1914. Après le centre maritime de Roscoff où Mathurin Méheut a dessiné la faune et la flore avec délicatesse, le voici au Japon, financé par une bourse, avec sa femme Marguerite. Mais la guerre éclate entre la France et l’Allemagne. Mathurin Méheut rentre au pays pour devenir soldat. Il se retrouve en première ligne à Arras et découvre la mort, la faim, la boue, les cris, l’horreur des tranchées. Pour survivre, il dessine avec le matériel que sa femme peut lui faire parvenir. Et il écrit sans interruption ou presque. Une correspondance avec sa femme et sa fille que le film met à l’honneur. D’archives photographiques et filmiques en croquis et correspondance personnelle, Le soldat de boue présente avec application le travail de Mathurin Méheut. Le réalisateur montre notamment dans ce documentaire en streaming comment cette guerre aura marqué le trait et le parcours de l’artiste : à la fin du conflit, Mathurin Méheut, initialement fasciné par la faune et la flore, placera toujours l’humain au centre de son travail.

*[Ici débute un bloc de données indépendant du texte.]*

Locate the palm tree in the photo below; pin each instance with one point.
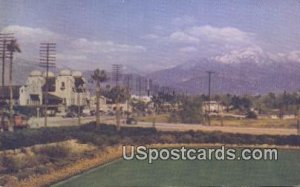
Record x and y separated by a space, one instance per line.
98 76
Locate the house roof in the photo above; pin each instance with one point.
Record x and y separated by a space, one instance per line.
4 92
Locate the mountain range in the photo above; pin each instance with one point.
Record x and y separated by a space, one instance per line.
254 73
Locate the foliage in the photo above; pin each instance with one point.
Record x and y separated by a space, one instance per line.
117 93
190 111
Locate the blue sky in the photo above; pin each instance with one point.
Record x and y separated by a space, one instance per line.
150 34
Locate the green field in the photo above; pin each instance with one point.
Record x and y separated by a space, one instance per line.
285 171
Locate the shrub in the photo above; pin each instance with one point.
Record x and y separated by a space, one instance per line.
55 152
167 138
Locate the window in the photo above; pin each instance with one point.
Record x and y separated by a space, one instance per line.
62 87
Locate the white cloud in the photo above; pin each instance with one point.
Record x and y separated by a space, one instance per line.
249 54
31 35
87 46
184 21
227 34
201 35
182 37
293 56
188 49
150 36
78 53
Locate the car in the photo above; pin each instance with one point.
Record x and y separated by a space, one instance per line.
131 120
70 115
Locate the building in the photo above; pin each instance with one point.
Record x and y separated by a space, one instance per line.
103 107
212 106
5 95
64 90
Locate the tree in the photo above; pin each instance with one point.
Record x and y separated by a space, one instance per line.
190 111
116 94
98 76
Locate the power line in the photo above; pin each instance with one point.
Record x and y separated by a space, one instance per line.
209 94
117 73
6 52
116 76
47 60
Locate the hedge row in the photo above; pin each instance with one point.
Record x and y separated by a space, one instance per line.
104 135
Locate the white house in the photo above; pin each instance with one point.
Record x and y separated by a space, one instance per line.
31 93
212 106
65 90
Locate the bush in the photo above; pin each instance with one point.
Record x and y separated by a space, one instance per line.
12 163
251 115
55 152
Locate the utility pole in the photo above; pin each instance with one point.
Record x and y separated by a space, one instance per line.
47 60
11 47
79 91
98 76
139 86
128 80
209 94
117 74
5 38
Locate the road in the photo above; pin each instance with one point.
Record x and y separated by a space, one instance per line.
227 129
59 121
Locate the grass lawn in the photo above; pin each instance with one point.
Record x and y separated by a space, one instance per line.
264 122
285 172
163 118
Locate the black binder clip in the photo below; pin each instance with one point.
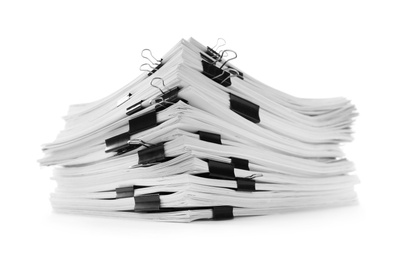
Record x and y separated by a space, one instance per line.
244 184
209 137
123 100
213 52
152 154
222 212
240 163
122 143
124 192
164 100
218 75
221 170
245 108
119 143
154 65
147 203
142 123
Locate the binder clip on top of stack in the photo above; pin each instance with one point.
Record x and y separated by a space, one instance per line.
195 137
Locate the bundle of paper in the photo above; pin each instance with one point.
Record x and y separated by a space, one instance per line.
195 137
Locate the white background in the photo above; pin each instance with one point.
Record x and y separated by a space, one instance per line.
57 53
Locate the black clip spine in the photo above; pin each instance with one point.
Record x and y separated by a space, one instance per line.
240 163
222 212
244 184
209 137
216 74
156 68
221 170
142 122
124 192
147 203
118 143
245 108
153 154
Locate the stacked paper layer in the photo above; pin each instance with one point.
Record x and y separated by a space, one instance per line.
198 138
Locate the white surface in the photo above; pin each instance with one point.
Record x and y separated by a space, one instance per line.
54 54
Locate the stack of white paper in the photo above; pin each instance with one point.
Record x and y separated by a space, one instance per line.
197 138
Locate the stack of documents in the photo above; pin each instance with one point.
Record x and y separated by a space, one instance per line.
195 137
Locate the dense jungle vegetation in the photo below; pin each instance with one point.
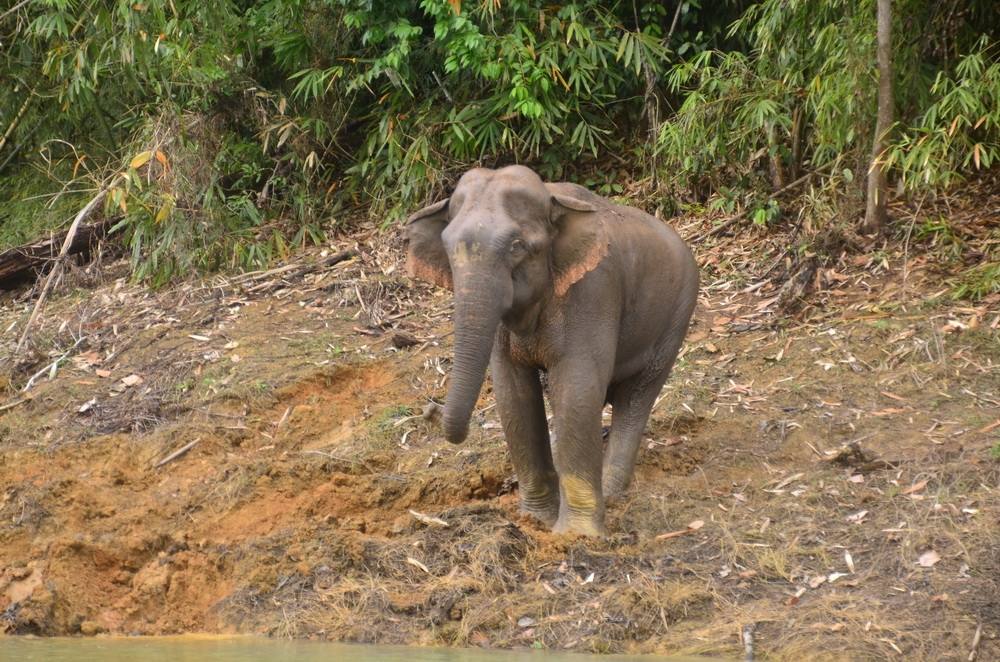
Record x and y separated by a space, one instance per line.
224 134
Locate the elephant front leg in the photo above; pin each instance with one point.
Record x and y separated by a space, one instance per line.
522 413
577 407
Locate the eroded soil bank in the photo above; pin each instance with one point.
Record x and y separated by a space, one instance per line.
826 469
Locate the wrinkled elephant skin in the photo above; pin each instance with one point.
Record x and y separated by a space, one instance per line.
551 277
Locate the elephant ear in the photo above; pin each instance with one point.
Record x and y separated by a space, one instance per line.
426 257
580 242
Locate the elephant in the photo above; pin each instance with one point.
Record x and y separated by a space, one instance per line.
550 277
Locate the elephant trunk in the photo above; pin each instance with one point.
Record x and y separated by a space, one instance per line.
480 300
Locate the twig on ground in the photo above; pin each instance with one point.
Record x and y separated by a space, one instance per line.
748 642
729 222
177 453
51 367
975 642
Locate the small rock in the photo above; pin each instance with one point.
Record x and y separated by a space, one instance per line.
90 628
402 339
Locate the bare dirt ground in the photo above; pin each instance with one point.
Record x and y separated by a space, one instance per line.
821 471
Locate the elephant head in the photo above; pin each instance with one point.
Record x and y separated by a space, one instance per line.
506 244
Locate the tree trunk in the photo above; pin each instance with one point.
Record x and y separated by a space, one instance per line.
875 215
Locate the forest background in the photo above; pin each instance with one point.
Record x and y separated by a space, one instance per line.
224 135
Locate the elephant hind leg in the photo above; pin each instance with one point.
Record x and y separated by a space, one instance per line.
631 403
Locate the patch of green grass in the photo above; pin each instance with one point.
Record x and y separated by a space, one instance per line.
978 282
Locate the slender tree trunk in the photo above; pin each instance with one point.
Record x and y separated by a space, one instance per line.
875 215
17 118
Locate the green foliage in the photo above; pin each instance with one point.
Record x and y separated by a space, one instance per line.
978 282
801 96
264 122
959 132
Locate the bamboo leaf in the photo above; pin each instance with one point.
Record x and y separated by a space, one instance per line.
140 159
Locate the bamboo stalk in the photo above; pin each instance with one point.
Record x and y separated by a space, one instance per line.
83 213
17 118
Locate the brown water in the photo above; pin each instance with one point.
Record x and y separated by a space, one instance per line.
250 649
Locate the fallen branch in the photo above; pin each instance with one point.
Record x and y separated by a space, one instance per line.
11 405
51 367
288 271
70 234
747 633
177 453
24 263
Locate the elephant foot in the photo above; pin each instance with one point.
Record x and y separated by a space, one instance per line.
546 515
584 526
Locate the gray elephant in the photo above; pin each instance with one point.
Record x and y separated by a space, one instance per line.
551 277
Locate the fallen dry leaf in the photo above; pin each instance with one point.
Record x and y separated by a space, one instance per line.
132 380
928 558
916 487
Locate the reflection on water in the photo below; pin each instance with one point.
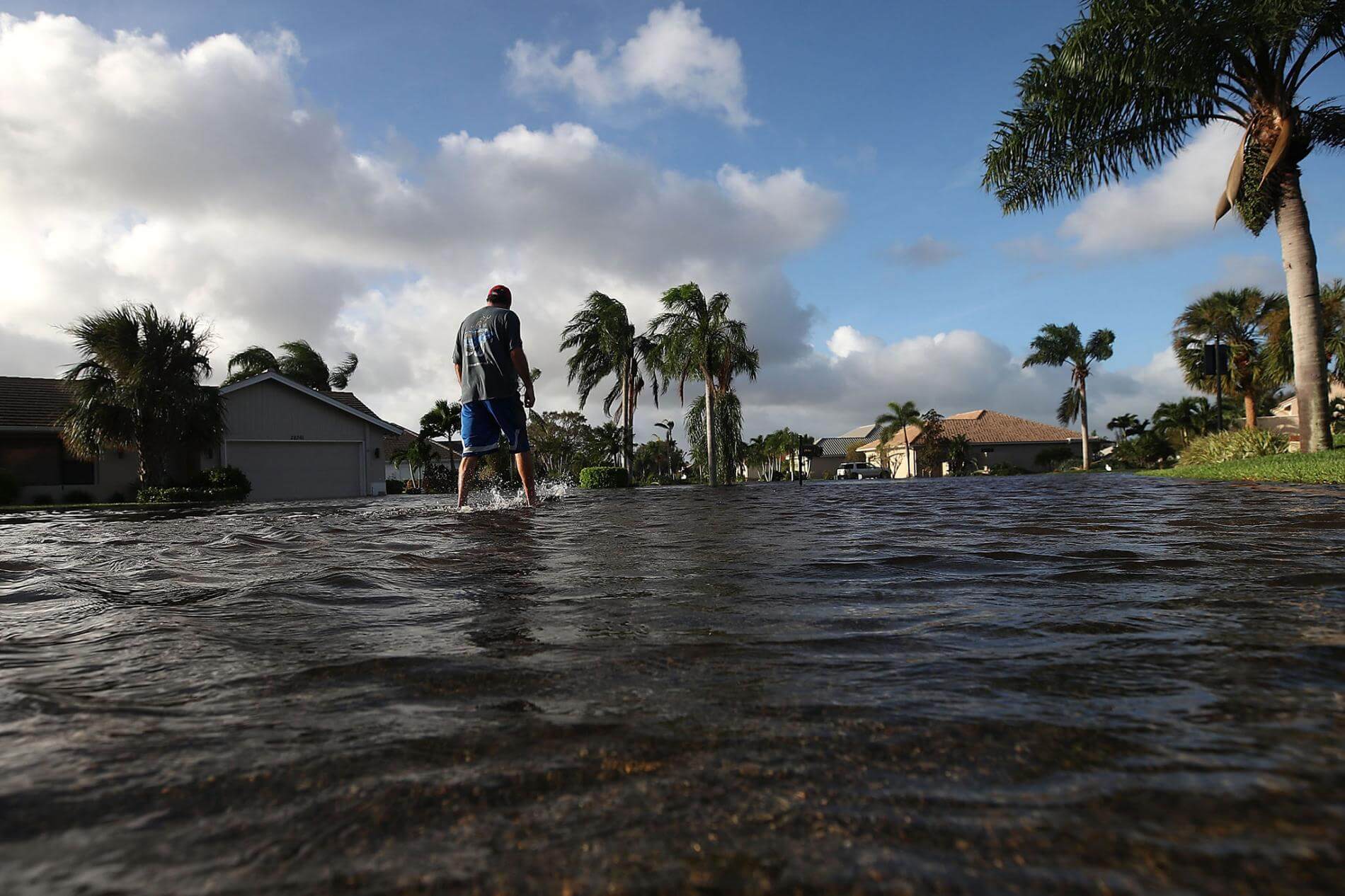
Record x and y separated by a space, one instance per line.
1052 684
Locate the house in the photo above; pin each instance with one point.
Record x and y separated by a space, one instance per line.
995 439
1283 418
291 442
31 447
837 449
294 442
443 451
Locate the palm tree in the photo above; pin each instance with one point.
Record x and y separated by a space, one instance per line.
666 425
1121 425
442 421
139 388
605 343
893 420
1059 346
696 339
1279 339
1123 85
1237 318
299 361
1184 419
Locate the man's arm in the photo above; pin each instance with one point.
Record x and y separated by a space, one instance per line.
525 374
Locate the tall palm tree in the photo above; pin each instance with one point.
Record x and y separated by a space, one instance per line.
297 360
893 420
1059 346
139 388
1183 419
1121 425
1279 338
442 421
1237 318
1122 86
696 339
605 343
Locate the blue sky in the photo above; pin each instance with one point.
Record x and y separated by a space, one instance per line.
887 105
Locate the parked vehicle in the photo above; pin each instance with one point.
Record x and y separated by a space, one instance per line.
861 471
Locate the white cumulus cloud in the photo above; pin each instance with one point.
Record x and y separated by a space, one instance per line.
672 57
198 179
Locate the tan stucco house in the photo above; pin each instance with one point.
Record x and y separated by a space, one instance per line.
292 442
995 439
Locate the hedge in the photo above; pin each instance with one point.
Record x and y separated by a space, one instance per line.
605 478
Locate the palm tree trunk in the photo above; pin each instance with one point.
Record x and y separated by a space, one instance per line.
1305 315
712 474
1083 419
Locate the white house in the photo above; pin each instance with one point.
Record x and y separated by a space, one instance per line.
291 442
294 442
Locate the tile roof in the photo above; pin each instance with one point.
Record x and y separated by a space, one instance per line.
989 428
31 401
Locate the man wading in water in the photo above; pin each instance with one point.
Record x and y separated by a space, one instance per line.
490 361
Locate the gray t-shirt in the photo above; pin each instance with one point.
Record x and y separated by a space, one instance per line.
484 340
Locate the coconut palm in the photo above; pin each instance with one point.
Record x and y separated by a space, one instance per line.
1059 346
1237 318
139 388
1122 86
1279 339
1121 425
442 421
297 360
696 339
1183 420
893 420
605 343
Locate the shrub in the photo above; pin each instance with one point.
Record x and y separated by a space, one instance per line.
1055 456
605 478
1235 444
228 483
1146 451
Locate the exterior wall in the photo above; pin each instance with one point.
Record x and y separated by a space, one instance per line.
46 476
272 412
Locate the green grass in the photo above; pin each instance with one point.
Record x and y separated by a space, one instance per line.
1325 467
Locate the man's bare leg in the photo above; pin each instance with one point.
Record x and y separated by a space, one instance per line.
466 471
525 473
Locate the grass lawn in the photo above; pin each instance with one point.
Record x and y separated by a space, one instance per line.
1325 467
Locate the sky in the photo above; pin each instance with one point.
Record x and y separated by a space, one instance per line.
360 176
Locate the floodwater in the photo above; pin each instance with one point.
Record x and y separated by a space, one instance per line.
1041 685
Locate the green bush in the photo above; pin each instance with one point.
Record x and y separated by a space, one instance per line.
605 478
1146 451
229 482
185 494
1053 456
1237 444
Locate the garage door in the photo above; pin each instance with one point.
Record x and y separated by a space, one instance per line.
280 470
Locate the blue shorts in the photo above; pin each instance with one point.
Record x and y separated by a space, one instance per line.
488 420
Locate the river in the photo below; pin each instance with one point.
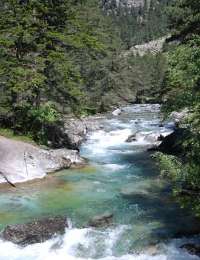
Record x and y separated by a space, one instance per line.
121 179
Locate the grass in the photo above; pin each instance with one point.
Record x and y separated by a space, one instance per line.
9 133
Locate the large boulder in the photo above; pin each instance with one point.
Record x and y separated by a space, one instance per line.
35 232
76 129
22 161
172 144
101 220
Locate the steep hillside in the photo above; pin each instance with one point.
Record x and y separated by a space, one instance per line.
138 21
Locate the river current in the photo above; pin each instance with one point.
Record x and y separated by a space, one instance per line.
121 179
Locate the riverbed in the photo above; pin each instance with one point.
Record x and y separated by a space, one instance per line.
121 179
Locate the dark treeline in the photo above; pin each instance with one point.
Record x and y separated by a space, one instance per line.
181 90
140 23
63 56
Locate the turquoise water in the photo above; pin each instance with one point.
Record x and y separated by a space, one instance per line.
122 179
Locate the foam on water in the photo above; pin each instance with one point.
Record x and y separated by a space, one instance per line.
77 242
108 149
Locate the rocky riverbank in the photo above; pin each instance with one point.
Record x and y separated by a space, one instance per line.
22 161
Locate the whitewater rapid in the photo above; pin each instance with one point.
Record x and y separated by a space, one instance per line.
108 151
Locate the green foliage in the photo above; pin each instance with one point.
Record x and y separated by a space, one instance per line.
181 90
138 24
48 50
170 167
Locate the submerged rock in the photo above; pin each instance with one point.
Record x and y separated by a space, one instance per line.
101 220
193 249
22 161
35 232
116 112
132 138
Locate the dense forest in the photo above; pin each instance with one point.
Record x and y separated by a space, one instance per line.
61 57
181 93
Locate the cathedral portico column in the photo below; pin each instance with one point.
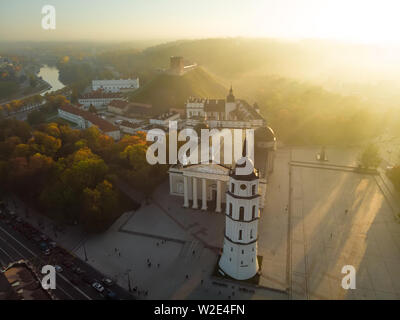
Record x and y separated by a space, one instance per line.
204 194
195 204
185 192
218 209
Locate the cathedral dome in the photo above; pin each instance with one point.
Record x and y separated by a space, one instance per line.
241 164
264 134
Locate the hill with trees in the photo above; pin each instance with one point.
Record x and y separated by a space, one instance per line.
166 91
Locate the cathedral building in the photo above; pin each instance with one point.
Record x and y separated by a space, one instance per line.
219 188
204 186
226 113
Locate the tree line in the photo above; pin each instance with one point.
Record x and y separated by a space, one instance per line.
70 174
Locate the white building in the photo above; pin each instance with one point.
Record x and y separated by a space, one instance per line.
228 113
164 119
115 85
99 99
85 119
239 257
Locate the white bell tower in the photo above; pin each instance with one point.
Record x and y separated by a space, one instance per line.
239 257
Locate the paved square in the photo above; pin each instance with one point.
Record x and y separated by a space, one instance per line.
341 218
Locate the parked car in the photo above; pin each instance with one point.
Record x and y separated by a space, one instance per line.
75 281
68 264
108 282
98 287
87 280
44 237
58 268
111 295
53 244
78 270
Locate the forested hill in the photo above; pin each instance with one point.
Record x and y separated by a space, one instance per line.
166 91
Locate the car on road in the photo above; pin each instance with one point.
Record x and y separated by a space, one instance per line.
53 244
111 295
68 264
75 281
44 237
78 270
58 268
87 280
108 282
98 287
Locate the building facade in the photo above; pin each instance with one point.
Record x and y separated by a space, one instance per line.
227 113
115 85
84 119
99 99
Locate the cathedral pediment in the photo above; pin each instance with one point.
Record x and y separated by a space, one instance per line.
207 169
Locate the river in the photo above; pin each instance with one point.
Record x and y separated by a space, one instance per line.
50 75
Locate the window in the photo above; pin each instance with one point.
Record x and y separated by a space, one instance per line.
241 214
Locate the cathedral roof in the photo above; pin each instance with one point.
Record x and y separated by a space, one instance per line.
230 97
214 105
242 163
264 134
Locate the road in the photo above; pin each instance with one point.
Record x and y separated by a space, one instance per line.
14 246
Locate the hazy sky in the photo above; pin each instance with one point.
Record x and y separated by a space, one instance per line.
368 21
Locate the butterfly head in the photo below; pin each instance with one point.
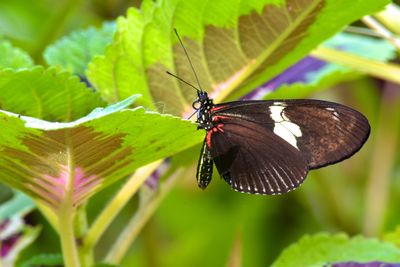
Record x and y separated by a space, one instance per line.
203 105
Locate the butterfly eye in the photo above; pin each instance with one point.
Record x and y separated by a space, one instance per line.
196 104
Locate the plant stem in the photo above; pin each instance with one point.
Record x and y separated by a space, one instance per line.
67 236
386 71
117 203
133 228
66 214
48 213
86 256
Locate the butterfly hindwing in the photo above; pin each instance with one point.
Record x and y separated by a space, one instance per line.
252 159
324 132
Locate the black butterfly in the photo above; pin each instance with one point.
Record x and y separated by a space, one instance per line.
268 147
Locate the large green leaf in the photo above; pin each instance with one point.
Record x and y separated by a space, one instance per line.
74 52
322 249
57 162
46 93
233 44
12 57
15 233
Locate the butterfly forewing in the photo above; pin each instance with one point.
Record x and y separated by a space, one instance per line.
252 159
323 132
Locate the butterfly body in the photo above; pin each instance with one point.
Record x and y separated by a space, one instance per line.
268 147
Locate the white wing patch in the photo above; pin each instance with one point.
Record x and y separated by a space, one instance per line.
284 128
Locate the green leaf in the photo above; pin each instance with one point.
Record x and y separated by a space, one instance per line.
15 234
393 237
74 51
331 74
57 162
325 248
232 45
44 260
19 204
12 57
46 93
104 265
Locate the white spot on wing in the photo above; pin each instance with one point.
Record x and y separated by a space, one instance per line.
285 129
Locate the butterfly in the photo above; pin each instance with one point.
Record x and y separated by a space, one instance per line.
268 146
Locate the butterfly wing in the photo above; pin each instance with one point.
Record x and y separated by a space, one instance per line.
324 132
252 159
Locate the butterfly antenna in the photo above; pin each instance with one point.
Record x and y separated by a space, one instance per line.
182 80
188 58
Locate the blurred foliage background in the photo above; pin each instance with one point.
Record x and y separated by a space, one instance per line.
217 226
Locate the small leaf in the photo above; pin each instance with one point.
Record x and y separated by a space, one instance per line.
55 162
44 260
12 57
324 248
46 93
74 51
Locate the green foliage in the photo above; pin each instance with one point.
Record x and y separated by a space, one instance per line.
322 249
12 57
242 49
76 50
49 94
18 205
116 141
15 233
332 74
57 152
44 260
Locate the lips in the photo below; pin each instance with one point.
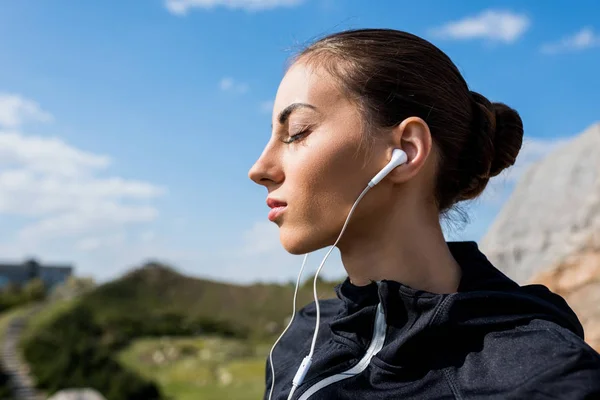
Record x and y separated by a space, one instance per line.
277 208
272 203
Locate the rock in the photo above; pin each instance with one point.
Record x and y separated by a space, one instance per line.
77 394
549 230
577 280
553 213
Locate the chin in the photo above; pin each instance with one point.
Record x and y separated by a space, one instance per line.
298 242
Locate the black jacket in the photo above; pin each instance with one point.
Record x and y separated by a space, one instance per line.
493 339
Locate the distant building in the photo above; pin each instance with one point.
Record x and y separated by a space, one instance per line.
21 273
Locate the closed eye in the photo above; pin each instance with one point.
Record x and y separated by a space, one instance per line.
296 137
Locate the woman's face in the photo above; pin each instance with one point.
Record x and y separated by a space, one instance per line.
314 163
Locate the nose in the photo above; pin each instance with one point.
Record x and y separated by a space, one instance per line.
266 170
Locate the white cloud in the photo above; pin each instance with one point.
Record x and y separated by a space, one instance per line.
586 38
94 243
16 110
59 191
494 25
230 85
182 7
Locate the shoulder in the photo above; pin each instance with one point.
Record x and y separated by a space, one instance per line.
328 309
534 361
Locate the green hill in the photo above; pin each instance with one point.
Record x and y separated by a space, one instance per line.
78 343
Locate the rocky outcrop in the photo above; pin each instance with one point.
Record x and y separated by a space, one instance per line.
577 279
549 230
553 213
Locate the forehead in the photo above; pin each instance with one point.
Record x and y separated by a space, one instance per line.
303 84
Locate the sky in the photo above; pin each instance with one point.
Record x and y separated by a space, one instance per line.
127 128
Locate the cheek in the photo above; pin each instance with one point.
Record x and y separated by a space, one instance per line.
323 183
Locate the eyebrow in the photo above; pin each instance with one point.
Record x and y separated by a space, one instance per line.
285 113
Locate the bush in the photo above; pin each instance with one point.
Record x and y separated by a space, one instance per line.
69 352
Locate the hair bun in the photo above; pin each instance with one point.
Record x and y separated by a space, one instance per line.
494 143
508 137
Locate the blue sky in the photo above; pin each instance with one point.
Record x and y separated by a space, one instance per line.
127 127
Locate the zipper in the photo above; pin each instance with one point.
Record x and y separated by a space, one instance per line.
374 347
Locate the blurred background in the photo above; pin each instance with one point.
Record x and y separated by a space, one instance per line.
136 260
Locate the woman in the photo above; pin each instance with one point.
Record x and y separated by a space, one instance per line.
417 317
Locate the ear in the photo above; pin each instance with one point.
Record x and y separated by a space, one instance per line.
414 137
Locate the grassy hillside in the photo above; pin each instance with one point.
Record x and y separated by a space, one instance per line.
159 298
92 341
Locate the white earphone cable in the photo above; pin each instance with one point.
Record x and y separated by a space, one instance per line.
399 157
307 361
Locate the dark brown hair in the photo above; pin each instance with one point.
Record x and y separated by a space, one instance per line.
393 75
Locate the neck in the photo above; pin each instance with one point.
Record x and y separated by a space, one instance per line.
409 249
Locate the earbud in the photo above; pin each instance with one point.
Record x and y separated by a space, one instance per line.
399 157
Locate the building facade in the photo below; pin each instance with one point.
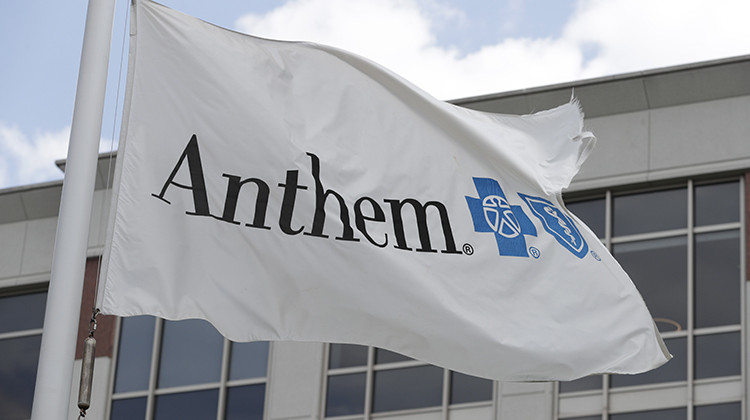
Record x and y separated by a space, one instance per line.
666 189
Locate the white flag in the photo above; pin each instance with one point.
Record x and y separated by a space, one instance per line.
294 191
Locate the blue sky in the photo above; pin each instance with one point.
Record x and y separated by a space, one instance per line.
451 48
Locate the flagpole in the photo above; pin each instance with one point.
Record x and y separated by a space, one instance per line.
57 353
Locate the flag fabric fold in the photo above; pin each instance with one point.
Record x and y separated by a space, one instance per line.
294 191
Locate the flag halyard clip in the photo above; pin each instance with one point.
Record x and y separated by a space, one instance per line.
87 367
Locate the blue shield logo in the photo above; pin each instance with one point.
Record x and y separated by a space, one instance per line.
558 224
492 212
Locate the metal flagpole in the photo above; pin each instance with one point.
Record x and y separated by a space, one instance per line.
57 354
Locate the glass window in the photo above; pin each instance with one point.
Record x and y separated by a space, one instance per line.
386 356
346 355
134 357
673 370
128 409
730 411
717 355
18 361
671 414
345 394
22 312
658 269
406 388
248 360
592 213
465 389
197 405
190 354
245 402
717 203
584 384
650 239
649 212
717 279
21 320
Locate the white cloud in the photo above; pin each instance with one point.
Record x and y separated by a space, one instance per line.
25 160
31 159
603 37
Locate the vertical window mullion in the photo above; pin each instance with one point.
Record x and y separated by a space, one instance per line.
446 393
608 244
113 367
743 193
221 408
153 376
369 388
691 300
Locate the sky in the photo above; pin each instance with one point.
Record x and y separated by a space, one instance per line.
450 48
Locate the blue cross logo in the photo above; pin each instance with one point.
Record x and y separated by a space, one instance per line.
492 212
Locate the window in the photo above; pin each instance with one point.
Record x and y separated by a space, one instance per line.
682 248
21 321
186 370
364 380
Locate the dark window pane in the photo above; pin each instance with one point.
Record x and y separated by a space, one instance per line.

Documentaire #67 Nous n’irons plus à Varsovie

Gérard Alle, co-auteur et réalisateur de Nous n’irons plus à Varsovie rencontre Zbigniev Metanomski, alias Georges, à une soirée. Ils discutent et Gérard Alle propose à Sylvain Bouttet, réalisateur de documentaires d’embarquer dans son aventure : filmer Georges et sa femme, Mitoune, dans leur maison de Douarnenez.

Le documentaire retrace le parcours hors du commun d’un homme qui a grandi dans le ghetto de Varsovie. Adolescent au physique aryen, le polonais d’origine juive devient messager pour les agents doubles. Il côtoie les gradés nazis. Puis s’échappe. Il commence ses études à la sortie de la guerre ; il devient spécialiste de la relativité et collabore notamment aux côtés d’Einstein, il écrit des romans et nouvelles. Sa vie le mène dans plusieurs pays où il occupera diverses professions... Les réalisateurs suivent avec patience le discours de l’homme à l’accent. La caméra déambule dans la maison de Georges et Mitoune. À table, ou dans un vieux fauteuil, Georges se livre sous le regard complice de sa femme. Ensemble, ils évoquent la vie sous toutes ses formes : le respect du vivant, de la nature, de l’humain. Les affres de l’existence aussi, mais avec sagesse et humour. Le temps semble s’étirer dans cette vieille maison dont les réalisateurs ont réussi à capter l’âme, les vagabondages des chats, et la peinture qui s’écaille. Un témoignage à la valeur historique et philosophique indéniable.